Mendel, o pai da Genética, estudando o embrião de plantas, animais e gente, deixou-nos conhecimentos importantes sobre a questão da hereditariedade. Aquela sementinha que dá começo a nossa vida contém os elementos essenciais para compor a pessoa que daí vai nascer. É como um chip de computador, pequenino, com dados, comandos e toda essa maravilha da tecnologia atual, que só falta ter vida própria. Ao contrário de nós.

Herdamos dos pais seus caracteres que, por sua vez, eles herdaram de seus genitores, e esses dos seus, e assim vamos evoluindo, combinando genes maternos e paternos, misturando variantes para sermos essa pessoa única, cujas digitais são apenas nossas, ninguém pode copiá-las.

Mas há certos fatores dessa herança que são mais fortes – os dominantes. São os traços que distinguem uma família de outra. Cor da pele, do cabelo, dos olhos. Tendência a doenças como diabetes, cardiopatias, câncer… E também o temperamento que produz as manias. No anedotário da família, é comum a gente comparar um rabugento, por exemplo, com um ancestral que é lembrado pelo constante mau humor. “Baixou o Anacleto nele”, dizemos rindo, e até o atingido tem de achar graça.

Na ala feminina da minha família, tenho um exemplo flagrante de como essas tendências se propagam:

Minha mãe teve duas irmãs. A mais velha, vou chamá-la pelo apelido – Zezé –, teve as sequelas de um envenenamento em adolescente e ficou com a saúde abalada para sempre. Isso não a impediu de ser paquerada pelos moços da época, pois era muito bonita. A segunda, a Didi, também chamava a atenção pelos belos traços, por ser alta e elegante, quando, no geral, as mocinhas da época eram baixas e gordinhas. Casou cedo, teve uma bela casa, algumas amigas do peito, que a acompanhavam nas visitas sociais, festas e campanhas de caridade. Minha mãe, a Quita, quando pequena, era chamada de Mosquitinha, daí o apelido. Costumava atender suas irmãs, buscando amostras de tecidos nas lojas, a cartela dos botões e outros aviamentos, recebendo, muitas vezes, os fogos dos lojistas incomodados. Minha mãe era simpática e prestativa. Na vida adulta, elas continuaram amigas, ajudando-se mutuamente nas necessidades. Minha mãe revelou-se uma delicada enfermeira à cabeceira das irmãs que adoeciam.

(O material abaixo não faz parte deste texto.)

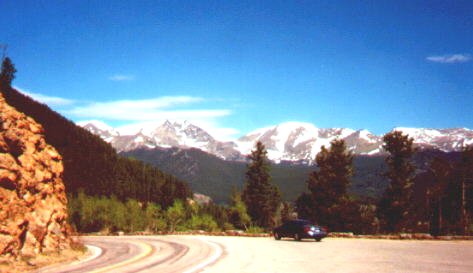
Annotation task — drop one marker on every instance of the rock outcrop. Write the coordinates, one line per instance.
(33, 204)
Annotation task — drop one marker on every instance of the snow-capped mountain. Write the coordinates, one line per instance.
(442, 139)
(296, 141)
(166, 135)
(291, 141)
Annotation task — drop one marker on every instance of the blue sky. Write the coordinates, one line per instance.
(234, 66)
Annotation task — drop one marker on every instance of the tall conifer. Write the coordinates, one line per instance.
(261, 197)
(395, 205)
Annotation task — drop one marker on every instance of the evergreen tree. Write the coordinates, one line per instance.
(441, 172)
(394, 207)
(327, 202)
(261, 197)
(466, 185)
(8, 72)
(237, 213)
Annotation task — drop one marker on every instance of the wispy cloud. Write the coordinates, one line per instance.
(49, 100)
(121, 78)
(150, 113)
(134, 115)
(450, 58)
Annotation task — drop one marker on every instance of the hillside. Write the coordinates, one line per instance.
(92, 165)
(216, 177)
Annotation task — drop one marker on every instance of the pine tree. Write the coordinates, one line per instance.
(261, 197)
(7, 73)
(441, 172)
(327, 202)
(394, 207)
(466, 177)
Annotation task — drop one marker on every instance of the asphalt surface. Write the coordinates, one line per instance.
(165, 254)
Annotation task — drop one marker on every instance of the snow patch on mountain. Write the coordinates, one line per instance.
(289, 141)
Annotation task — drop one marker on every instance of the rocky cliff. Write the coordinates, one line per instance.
(33, 210)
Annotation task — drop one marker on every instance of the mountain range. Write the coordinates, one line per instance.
(290, 141)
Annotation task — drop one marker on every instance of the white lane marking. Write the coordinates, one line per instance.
(213, 258)
(148, 250)
(96, 251)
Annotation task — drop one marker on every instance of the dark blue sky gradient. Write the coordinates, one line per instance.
(331, 63)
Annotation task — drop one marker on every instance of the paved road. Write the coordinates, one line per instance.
(166, 254)
(130, 254)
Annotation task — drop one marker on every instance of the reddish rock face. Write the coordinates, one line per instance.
(33, 210)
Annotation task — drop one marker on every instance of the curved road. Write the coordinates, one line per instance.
(129, 254)
(165, 254)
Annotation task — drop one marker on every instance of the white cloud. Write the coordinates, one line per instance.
(121, 78)
(49, 100)
(151, 113)
(143, 114)
(450, 59)
(146, 110)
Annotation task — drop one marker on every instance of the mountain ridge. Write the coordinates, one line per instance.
(290, 141)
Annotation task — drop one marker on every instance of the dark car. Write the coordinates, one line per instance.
(299, 229)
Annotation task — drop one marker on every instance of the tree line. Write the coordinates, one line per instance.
(90, 164)
(109, 192)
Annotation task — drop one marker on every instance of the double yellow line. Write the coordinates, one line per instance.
(148, 250)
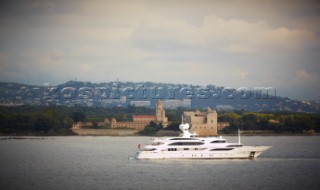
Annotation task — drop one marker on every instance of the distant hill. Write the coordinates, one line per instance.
(123, 94)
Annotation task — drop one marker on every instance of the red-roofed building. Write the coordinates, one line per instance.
(143, 118)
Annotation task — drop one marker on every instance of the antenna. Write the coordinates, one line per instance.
(239, 141)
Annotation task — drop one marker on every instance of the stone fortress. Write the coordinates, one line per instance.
(141, 121)
(202, 123)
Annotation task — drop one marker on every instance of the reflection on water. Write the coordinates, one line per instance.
(293, 162)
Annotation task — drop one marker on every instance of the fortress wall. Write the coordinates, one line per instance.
(105, 132)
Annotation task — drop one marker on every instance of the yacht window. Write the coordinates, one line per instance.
(221, 149)
(185, 143)
(218, 141)
(150, 149)
(235, 145)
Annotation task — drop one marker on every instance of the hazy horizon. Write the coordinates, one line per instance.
(235, 44)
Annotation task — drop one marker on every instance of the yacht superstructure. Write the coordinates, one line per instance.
(191, 147)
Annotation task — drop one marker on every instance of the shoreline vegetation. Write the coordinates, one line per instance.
(58, 120)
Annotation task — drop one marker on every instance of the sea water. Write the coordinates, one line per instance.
(293, 162)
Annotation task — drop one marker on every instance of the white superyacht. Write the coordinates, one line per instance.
(188, 146)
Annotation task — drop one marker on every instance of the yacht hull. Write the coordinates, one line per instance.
(245, 152)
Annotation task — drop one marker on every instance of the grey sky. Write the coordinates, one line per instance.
(227, 43)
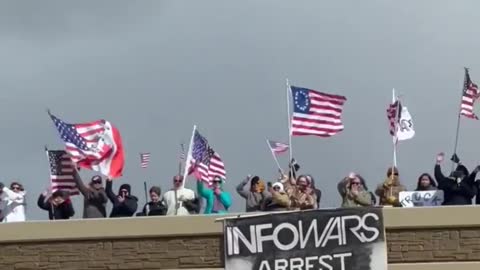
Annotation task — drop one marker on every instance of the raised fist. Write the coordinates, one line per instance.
(440, 157)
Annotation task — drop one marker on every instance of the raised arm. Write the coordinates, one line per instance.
(225, 199)
(16, 197)
(110, 194)
(81, 186)
(342, 186)
(241, 188)
(42, 203)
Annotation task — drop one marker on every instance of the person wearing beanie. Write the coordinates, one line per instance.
(279, 200)
(94, 197)
(353, 191)
(12, 203)
(390, 190)
(459, 188)
(217, 200)
(58, 205)
(124, 203)
(156, 206)
(254, 196)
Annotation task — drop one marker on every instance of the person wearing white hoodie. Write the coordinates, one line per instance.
(12, 205)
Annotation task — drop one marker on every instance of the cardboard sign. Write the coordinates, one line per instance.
(340, 239)
(421, 198)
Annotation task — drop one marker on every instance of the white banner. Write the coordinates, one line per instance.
(421, 198)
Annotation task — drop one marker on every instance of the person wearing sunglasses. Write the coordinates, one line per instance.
(179, 200)
(58, 204)
(254, 196)
(390, 189)
(217, 200)
(124, 203)
(12, 205)
(94, 197)
(353, 191)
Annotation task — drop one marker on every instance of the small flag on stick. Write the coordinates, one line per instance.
(277, 147)
(144, 160)
(62, 172)
(470, 95)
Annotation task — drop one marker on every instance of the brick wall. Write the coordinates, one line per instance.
(205, 251)
(165, 253)
(433, 245)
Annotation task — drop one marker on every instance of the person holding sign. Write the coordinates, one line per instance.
(353, 191)
(390, 189)
(459, 188)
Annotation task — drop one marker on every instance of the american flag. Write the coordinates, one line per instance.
(470, 95)
(96, 145)
(393, 115)
(144, 160)
(62, 171)
(205, 162)
(316, 113)
(277, 147)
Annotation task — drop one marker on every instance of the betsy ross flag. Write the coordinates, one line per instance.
(96, 145)
(204, 162)
(393, 115)
(62, 172)
(144, 160)
(277, 147)
(316, 113)
(469, 96)
(400, 121)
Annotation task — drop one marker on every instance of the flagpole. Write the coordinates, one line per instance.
(289, 122)
(394, 99)
(146, 192)
(175, 190)
(458, 121)
(189, 155)
(274, 156)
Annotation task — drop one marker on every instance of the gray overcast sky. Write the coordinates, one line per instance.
(155, 68)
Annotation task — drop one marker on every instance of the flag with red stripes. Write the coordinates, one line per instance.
(316, 113)
(470, 95)
(203, 161)
(393, 116)
(277, 147)
(62, 172)
(144, 160)
(96, 145)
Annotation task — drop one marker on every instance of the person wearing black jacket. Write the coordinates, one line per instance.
(124, 204)
(95, 199)
(459, 188)
(58, 205)
(156, 206)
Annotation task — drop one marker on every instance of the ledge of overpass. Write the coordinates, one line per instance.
(417, 238)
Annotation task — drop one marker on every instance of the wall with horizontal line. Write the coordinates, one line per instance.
(417, 238)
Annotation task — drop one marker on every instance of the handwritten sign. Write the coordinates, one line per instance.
(421, 198)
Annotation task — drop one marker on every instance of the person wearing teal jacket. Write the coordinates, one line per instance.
(217, 200)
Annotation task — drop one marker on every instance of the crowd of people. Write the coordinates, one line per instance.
(289, 192)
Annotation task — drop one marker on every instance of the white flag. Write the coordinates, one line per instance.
(405, 128)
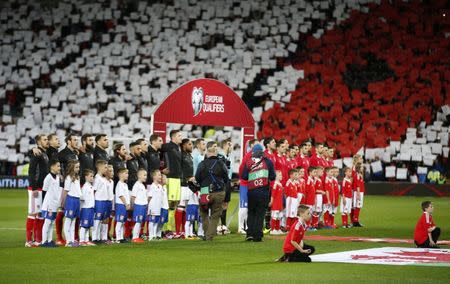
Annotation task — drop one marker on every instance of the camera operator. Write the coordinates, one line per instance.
(224, 154)
(212, 176)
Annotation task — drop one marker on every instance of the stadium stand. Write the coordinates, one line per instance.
(103, 66)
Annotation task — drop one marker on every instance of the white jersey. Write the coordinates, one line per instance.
(52, 200)
(156, 192)
(140, 194)
(193, 199)
(72, 187)
(87, 196)
(101, 188)
(122, 190)
(110, 187)
(165, 201)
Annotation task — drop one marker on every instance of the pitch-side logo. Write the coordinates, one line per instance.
(206, 103)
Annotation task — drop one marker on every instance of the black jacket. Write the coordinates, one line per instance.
(153, 158)
(187, 167)
(117, 163)
(172, 159)
(52, 153)
(133, 167)
(64, 156)
(86, 162)
(219, 171)
(100, 154)
(38, 169)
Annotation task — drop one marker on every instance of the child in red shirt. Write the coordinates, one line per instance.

Pois bem, minhas irmãs, Maria Augusta e Doroty, também tiveram seus apaixonados, eram bonitas e atraentes. Nos bailes, não lhes faltavam pares. E eu? Contentava-me quando me achavam simpática. Era chá de pêra das duas e fazia crochê enquanto dançavam. Mas como eu gostava de vê-las brilhando!

Doroty era afilhada da Zezé. Casou com um pecuarista, assim como sua madrinha. Coincidentemente, o marido da Doty era sobrinho do padrinho. Ela era alegre e brincalhona como a Zezé, mas depois que teve hepatite, nunca mais foi a mesma. Sofria de uma doença após outra, e seu mundo ficou limitado com os tratamentos, remédios e achaques. As duas, madrinha e afilhada, apreciavam demais as nossas visitas. Éramos recebidas com palmas e vivas, e achávamos difícil deixá-las.

Maria Augusta herdou o bom gosto de sua madrinha, adorava fazer compras e, como a Didi, tinha um bom olho para descobrir a mercadoria mais interessante da loja e de melhor preço. Nisso, às vezes, se enganava, por causa dos 99 centavos que os comerciantes acrescentavam. Ela lembrava só os reais e, quando ia contar-nos, já os diminuíra, por esquecimento. Por coincidência, a Didi gabava o peru de Natal que um verdureiro oferecia de porta em porta. “Quita, ele é deste tamanho”, e mostrava com os braços como ele media. Mamãe resolveu perguntar: “Viste?” E ela, encabulada, confessou: “Não, ele tinha dobrado a esquina.” Esta é uma das jóias de nosso anedotário.

E eu? Continuei visitando-as todos os dias, dando-lhes caronas para as compras, missas, aniversários e visitas sociais. Também as mantive informadas dos endereços de profissionais para consertos caseiros. Até hoje, seus filhos ainda recorrem a minha agenda para o necessário contato.

E a Regina, nossa mana caçula? Essa herdou todinha a herança materna, com os filhos debaixo das asas, acolhendo seus amigos, cônjuges, parentes dos parentes, nessa casa abençoada e feliz. E do papai, a carreira de contadora, com toda a exatidão dos números e das contas que nosso genitor fazia por vocação e dever.

“Na natureza, nada se perde, tudo se transforma”, dizia com propriedade Lavoisier.